Your Excellency will find by the date hereof that it Comes from a prisoner, and which is the cause of my present address, therefore on the Confidence of your favour, beg leave to inform you, that in October last being then in, and having the command, of the Arm'd Ship of war Called the Genl. Washington, in which Vessel I had the misfortune to be captur'd by his Brittannick Majesties Ship Culloden, and taken into N. York from whence, in consequence of orders from Admiral Rodney, Seventy others with myself mostly Capital officers of american Ships, were, put on board the Ship Yarmouth and brought to this place, whare I am deprived of every friendly Connection whereby I might receive som Relief in this my Present unhappy condition of Captivity, have therefore in consequence of your Excellencys former favors taken the liberty of thus addresing you, in hopes that you may be pleased to contribute towards my Relief, a Request which the Nature of my Situation, I trust, will sufficently apologize for, and least your Excellency should not immediately recollect my Person and Rank, beg leave to acquaint you, that am the same person, who had the honour to receive from Congress whill your Excellency was a member of that august assembly, several Considerable Promotions of Rank and Honour, in the Millitary Line, in concequence of my singular and Distinguished service, and as all Manner of Correspondance and Negotiation between this Country and the United States of America are at present stopt, and for the want of an Honorable Credit here, I am deprived of those Necessary Supplys which the peculiar nature, of my present distresed State of Captivity doth Require, am thereby induced to Request your Excellency will favor me, with a som of about Fifty pounds sterling which may be { 356 } charged to me in account of my services either in the Millitary or Navle Departments, in both of which, the United States are Considerably in Arrearages to me otherways if pleasd to advance me this som on my own Privit account. In hopes of your Excellencys, Speedy, and effectual Releif, I have the honor to be with all due Respect, Your Excellencys obliged humble and Obedient Servant
[signed] Silas Talbot1
PS. For sertain reasons please to send the money to Mr. Robert Heath, Plymouth Dock. I am Sir your servant &c
[signed] S T.
RC (Adams Papers). A copy, dated 8 June, is also in the Adams Papers.

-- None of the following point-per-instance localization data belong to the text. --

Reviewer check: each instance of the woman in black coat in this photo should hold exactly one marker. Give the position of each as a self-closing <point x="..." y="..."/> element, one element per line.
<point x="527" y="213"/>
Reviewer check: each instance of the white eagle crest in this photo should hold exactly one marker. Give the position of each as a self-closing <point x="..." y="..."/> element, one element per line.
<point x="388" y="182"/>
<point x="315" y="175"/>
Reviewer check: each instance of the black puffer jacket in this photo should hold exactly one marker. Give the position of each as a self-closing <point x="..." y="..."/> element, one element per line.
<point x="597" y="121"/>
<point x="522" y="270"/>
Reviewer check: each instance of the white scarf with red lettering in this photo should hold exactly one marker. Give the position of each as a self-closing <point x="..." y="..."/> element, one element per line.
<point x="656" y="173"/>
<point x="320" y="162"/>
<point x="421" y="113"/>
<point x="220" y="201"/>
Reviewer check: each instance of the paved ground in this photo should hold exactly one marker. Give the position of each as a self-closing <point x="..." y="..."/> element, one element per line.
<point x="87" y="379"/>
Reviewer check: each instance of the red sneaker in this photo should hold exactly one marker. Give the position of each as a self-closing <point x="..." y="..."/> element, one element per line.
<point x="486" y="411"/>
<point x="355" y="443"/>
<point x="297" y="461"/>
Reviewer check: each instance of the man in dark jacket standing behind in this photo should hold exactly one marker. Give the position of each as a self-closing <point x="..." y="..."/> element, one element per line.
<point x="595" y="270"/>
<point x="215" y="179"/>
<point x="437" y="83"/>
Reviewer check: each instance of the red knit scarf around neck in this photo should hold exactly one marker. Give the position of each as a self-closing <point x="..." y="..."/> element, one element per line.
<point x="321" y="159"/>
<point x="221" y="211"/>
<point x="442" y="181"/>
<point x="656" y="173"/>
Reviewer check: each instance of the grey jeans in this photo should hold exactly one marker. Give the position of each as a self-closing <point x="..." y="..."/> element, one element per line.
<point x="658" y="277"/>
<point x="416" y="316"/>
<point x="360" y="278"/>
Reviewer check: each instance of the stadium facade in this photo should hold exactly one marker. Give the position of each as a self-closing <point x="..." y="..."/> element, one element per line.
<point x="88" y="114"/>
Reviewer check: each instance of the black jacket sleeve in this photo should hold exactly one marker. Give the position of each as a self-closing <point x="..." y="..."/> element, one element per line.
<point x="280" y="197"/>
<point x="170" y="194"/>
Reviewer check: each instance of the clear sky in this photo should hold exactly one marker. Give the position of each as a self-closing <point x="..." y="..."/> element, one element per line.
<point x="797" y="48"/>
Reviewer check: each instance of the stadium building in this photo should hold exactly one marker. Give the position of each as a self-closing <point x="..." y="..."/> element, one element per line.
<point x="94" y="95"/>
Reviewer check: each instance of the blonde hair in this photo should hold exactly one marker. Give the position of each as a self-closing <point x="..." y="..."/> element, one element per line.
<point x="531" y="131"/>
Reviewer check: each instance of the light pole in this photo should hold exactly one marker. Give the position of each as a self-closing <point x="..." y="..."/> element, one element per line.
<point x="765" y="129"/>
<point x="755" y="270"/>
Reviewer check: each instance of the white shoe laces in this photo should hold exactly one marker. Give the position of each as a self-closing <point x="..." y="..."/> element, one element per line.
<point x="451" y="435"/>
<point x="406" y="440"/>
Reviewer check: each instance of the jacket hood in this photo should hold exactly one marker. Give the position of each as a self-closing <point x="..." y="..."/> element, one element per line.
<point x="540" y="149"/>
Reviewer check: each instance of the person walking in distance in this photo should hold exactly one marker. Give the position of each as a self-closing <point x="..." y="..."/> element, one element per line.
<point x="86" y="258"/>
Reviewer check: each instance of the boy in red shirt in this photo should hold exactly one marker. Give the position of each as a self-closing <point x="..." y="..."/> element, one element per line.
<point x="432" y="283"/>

1. Silas Talbot distinguished himself in the war, rising to the rank of lieutenant colonel in the Continental Army and then, in 1779, receiving a commission as captain in the Continental Navy. Unable to obtain a naval vessel equal to his rank, Talbot assumed command of the Rhode Island privateer General Washington, which the 74-gun Culloden captured in 1780. Talbot was confined at Mill Prison from March 1781 until he was exchanged in October. During JA 's presidency, Talbot was appointed a captain in the U.S. Navy and commanded the Constitution ( DAB ; Dict. Amer. Fighting Ships ; Marion and Jack Kaminkow, Mariners of the American Revolution, Baltimore, 1967, p. 186).